My boss in his email signature has the phrase, “Incremental improvement is better than postponed perfection” (and I’ll get some brownie points for shouting him out on the podcast here…). But that’s a mantra that I think fits really well with customer experience and enterprise. That you don’t have to have that perfect process the day that you go live with the solution, start making those improvements now, and that’s going to increase the likelihood that you’re going to increase your customer retention, and then you’re able to build on that over time.
And you can tie that in with your more traditional channels. So oddly enough, using the Domino’s example, I’ve got a marketing automation email that I received today from Domino’s promoting their $7.99 if you order two large pizzas or something like that. So it’s even though we talked about them going this non-traditional route, not promoting like the other TV commercials, their standard promotions or what prices you’re going to get for what pizza, they’re able to still do those more traditional promotions through traditional marketing channels and have that all tied into a larger strategy. So you can still engage with your customers on multiple fronts doing the traditional pieces and some of the non-traditional pieces as well.
(Jeremy Cross) Yeah, I think what is interesting about watching the Domino’s story is that it continues to evolve. You’re right; they take a step and then they expand upon that. They didn’t do it all at once. And like you said, they started with brick-and-mortar stores and they started with their product … they started with their pizza.
You know, they started from those pieces and then they realized, let’s go ahead and create a pizza tracker. And then that pizza tracker revolutionized — it had not been done before. And then that led to other investments in their mobile application or in the digital experience because they looked at data.

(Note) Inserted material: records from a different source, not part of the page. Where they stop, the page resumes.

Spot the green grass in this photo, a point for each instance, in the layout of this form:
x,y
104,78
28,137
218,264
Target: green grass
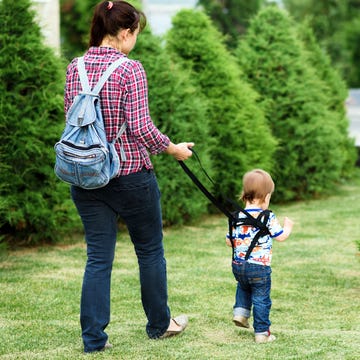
x,y
315,293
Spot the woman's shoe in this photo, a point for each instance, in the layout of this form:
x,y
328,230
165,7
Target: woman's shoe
x,y
264,338
176,327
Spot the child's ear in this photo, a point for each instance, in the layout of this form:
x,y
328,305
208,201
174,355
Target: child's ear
x,y
268,197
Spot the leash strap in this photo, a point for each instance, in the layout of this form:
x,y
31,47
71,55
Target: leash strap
x,y
259,222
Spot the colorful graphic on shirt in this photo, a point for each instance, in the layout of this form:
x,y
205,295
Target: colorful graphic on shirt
x,y
243,235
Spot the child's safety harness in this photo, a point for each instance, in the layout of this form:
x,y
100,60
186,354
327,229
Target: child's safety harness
x,y
234,219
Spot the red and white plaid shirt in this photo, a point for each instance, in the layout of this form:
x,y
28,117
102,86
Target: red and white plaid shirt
x,y
124,98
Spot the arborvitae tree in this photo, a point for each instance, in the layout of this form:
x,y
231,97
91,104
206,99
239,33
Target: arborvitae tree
x,y
231,16
241,137
178,110
308,161
336,93
337,28
75,23
32,205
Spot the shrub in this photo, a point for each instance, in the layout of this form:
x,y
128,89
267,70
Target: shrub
x,y
308,160
32,206
241,136
178,110
336,92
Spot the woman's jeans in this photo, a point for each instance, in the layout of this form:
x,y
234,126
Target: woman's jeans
x,y
253,289
136,199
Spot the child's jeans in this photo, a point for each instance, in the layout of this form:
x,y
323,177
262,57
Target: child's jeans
x,y
253,289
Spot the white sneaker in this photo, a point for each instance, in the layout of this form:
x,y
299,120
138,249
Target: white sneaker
x,y
241,321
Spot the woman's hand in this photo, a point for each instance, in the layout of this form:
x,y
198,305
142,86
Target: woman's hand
x,y
180,151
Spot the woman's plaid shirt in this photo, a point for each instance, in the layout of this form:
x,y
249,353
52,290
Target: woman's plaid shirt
x,y
124,97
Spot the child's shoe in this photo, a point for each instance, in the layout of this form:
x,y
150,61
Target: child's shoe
x,y
261,338
241,321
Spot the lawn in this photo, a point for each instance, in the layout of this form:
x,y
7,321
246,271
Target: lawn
x,y
315,293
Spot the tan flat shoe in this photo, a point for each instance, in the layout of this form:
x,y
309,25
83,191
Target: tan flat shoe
x,y
180,323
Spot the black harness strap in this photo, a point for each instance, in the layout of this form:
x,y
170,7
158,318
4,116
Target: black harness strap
x,y
233,216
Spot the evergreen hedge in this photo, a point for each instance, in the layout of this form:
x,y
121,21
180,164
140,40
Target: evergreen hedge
x,y
177,110
241,138
336,92
32,205
308,160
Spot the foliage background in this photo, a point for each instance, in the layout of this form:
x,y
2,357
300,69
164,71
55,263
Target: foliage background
x,y
34,205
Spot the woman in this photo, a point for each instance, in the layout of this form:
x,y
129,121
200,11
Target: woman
x,y
133,194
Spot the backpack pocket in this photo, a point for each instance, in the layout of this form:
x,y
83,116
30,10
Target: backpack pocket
x,y
87,168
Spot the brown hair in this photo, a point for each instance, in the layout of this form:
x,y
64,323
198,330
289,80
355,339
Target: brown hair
x,y
257,184
112,16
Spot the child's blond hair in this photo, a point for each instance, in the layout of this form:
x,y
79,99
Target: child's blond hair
x,y
257,184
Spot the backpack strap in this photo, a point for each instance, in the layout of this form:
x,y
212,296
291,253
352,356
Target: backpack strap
x,y
84,78
263,218
97,88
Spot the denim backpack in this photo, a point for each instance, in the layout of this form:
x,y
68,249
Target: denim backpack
x,y
84,157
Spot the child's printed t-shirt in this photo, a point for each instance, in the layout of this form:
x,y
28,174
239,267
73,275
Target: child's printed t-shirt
x,y
244,234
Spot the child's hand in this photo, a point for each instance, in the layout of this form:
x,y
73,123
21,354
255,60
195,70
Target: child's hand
x,y
288,223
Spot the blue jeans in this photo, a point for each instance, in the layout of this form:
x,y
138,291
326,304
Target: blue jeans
x,y
253,290
136,199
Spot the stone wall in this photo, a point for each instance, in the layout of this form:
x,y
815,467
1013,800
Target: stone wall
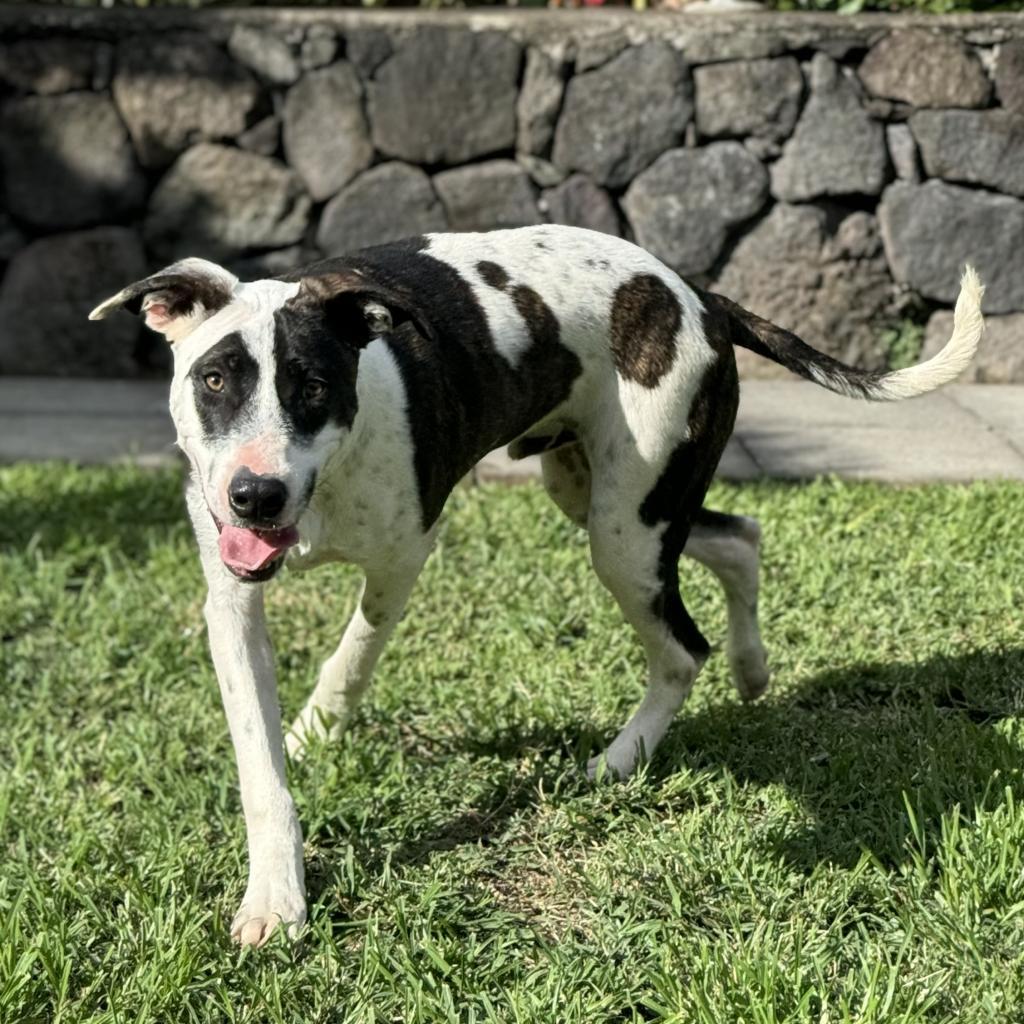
x,y
830,173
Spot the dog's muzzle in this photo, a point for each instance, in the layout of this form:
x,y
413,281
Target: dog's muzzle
x,y
252,554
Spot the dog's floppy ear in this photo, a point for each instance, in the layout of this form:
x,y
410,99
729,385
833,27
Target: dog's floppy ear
x,y
176,299
357,308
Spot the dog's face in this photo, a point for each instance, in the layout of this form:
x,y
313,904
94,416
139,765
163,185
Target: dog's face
x,y
264,390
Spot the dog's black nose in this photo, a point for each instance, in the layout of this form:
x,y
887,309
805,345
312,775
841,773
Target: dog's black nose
x,y
257,499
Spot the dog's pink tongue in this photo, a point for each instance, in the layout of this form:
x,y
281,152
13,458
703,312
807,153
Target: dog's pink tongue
x,y
250,550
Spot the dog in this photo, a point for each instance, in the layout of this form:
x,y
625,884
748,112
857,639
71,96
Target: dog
x,y
328,414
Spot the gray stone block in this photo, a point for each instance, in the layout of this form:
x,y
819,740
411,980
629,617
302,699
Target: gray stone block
x,y
49,67
320,47
67,162
617,119
176,90
749,97
932,229
925,69
217,202
826,282
581,203
1010,75
390,201
496,194
837,148
902,152
984,147
446,96
539,102
45,299
326,135
263,52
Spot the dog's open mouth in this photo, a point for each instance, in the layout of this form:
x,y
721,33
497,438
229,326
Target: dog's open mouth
x,y
254,555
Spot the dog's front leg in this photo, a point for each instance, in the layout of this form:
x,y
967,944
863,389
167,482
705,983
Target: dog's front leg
x,y
244,660
347,672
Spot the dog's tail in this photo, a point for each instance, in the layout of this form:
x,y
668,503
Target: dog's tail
x,y
786,349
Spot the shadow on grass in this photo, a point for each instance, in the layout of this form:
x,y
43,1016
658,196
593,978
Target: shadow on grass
x,y
851,742
846,747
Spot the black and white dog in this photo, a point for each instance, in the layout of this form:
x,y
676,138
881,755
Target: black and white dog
x,y
328,415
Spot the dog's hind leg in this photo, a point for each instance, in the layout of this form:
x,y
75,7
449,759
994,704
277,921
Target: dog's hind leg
x,y
566,478
728,546
346,674
638,563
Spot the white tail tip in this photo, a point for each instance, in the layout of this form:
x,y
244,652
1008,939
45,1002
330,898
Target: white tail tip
x,y
954,356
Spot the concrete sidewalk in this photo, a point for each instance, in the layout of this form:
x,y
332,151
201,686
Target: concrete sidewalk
x,y
785,429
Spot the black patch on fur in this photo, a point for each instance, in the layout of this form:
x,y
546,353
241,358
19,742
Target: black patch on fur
x,y
463,396
182,291
522,448
230,358
645,318
679,493
781,346
306,349
720,523
493,274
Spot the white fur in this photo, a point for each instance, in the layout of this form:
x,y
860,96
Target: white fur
x,y
942,368
365,507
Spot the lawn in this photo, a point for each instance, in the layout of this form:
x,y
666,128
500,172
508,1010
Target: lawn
x,y
847,849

I mean, if you want to consider them [Domino’s] and looking at their digital transformation, it has been data driven from the beginning. So whether that is from the consumer feedback that prompted them to change their product … then they looked at where are orders coming from, how are we getting our orders? And when they realized that they were getting them digitally, they went all-in. They revolutionized that experience, but they didn’t do it all at once. They looked at the data. They said, let’s make these changes. And it’s been a very interesting thing to see where their story has gone from each of those decisions that they’ve made. So I have to say, I’m finding it to be very interesting to see where they’re going to go next and definitely think that they are a winner within the CX space.

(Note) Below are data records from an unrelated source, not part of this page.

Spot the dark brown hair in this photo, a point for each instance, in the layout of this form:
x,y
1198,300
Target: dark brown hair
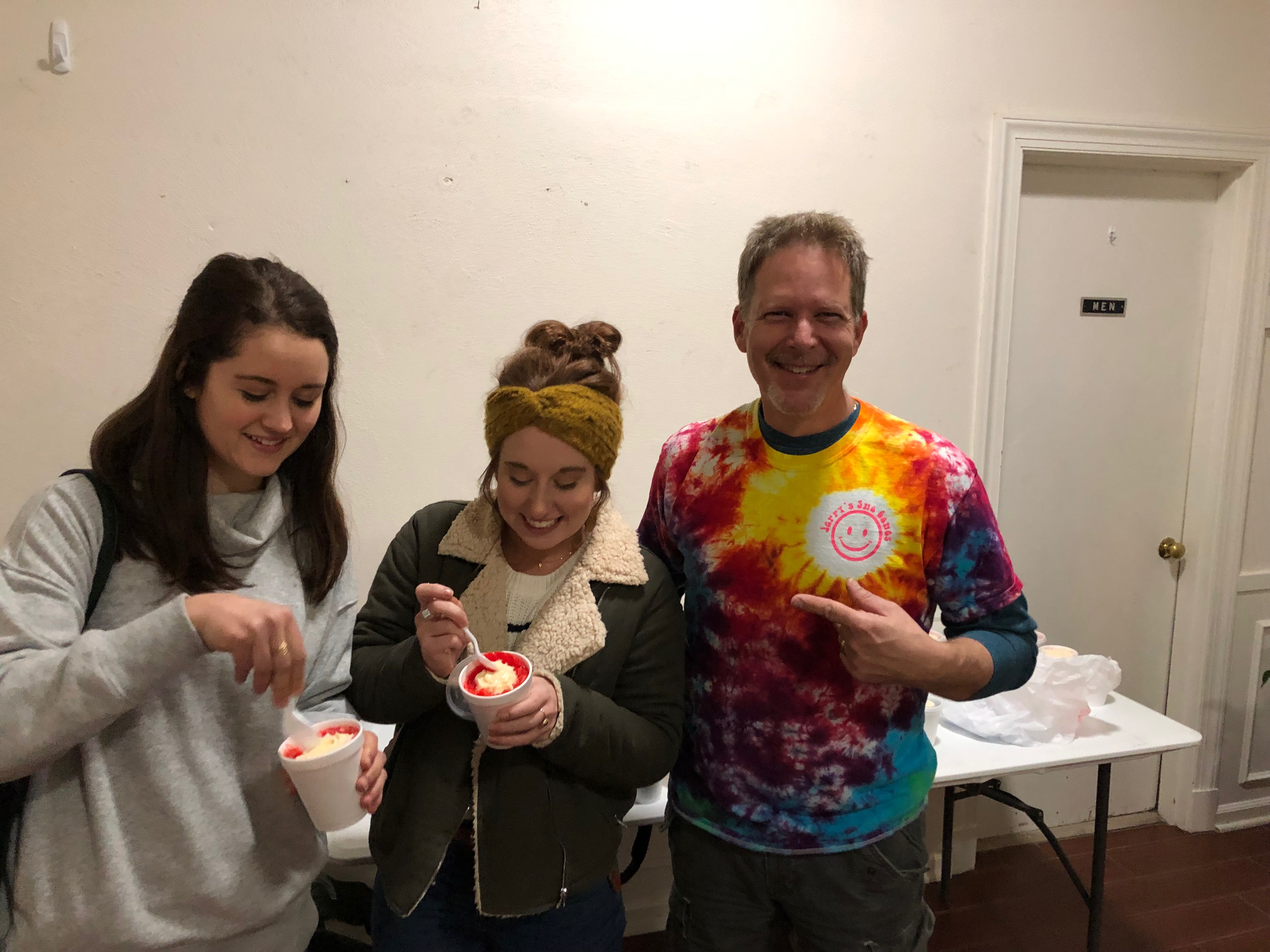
x,y
554,354
153,455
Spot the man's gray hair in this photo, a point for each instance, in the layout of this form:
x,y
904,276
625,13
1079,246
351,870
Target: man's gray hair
x,y
826,230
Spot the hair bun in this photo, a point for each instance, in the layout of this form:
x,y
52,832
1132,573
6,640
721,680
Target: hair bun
x,y
596,341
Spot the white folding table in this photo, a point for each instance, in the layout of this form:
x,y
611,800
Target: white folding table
x,y
968,767
1119,730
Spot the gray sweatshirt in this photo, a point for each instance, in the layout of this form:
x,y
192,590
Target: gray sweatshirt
x,y
158,815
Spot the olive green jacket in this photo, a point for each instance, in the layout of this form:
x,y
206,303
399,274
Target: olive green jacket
x,y
548,818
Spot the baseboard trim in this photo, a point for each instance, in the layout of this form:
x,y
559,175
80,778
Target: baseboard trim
x,y
643,920
1243,814
1073,829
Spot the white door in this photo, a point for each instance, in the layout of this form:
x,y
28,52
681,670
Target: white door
x,y
1098,431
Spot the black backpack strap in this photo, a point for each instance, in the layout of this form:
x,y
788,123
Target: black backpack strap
x,y
106,555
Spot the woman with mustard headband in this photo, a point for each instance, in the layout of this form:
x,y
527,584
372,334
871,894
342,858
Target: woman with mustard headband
x,y
512,845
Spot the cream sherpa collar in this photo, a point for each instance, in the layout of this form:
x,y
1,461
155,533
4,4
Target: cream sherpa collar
x,y
568,629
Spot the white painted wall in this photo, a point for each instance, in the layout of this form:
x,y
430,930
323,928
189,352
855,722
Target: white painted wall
x,y
448,176
451,172
1248,706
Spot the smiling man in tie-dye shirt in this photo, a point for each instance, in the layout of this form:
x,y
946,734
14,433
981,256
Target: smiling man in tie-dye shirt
x,y
815,537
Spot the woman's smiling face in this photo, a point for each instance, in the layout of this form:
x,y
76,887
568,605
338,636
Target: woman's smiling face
x,y
545,488
257,407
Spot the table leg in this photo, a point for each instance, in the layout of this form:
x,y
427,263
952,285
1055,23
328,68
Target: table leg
x,y
947,853
1094,938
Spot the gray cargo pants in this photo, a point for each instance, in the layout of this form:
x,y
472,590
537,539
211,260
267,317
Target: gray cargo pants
x,y
731,899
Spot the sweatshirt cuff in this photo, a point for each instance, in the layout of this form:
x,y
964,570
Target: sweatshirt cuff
x,y
1014,658
558,728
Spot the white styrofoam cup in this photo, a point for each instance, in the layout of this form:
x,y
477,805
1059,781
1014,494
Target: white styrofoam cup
x,y
328,784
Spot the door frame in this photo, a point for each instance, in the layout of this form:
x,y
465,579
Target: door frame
x,y
1221,450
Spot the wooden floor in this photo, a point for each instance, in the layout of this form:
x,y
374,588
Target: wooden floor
x,y
1166,892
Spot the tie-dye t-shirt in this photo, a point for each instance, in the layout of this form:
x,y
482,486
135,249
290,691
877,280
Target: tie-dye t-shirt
x,y
783,749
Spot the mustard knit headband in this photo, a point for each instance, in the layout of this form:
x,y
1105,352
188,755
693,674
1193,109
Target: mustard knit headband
x,y
581,417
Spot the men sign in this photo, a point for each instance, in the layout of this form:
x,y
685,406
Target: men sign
x,y
1103,306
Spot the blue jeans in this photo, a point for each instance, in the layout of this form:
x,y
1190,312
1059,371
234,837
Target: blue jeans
x,y
446,918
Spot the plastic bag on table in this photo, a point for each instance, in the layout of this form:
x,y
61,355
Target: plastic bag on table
x,y
1047,710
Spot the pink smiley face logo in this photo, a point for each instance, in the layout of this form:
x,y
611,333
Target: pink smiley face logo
x,y
856,535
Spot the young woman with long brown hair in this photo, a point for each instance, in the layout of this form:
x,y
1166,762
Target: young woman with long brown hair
x,y
155,815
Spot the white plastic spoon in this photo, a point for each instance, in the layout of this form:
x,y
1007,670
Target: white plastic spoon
x,y
298,728
486,662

(Jeremy Cross) So, like I said at the beginning of the episode, we really wanted to focus on winners and losers, who’s leading and who’s lagging behind when it comes to CX. And we hope that in this particular episode we’ve given you a glimpse into something as unexpected as Domino’s can go from being laggards within their own industry — in fact, being considered one of the worst within their own industry — to within a 10-year timespan leading their industry; not because they’re just focused on product, but because they started to focus on customer experience.
(Ryan Kubec) Yes, absolutely.
(Jeremy Cross) So with that, thank you again for listening today. This is Jeremy and Ryan, and we hope to see you back on our next episode. Thanks.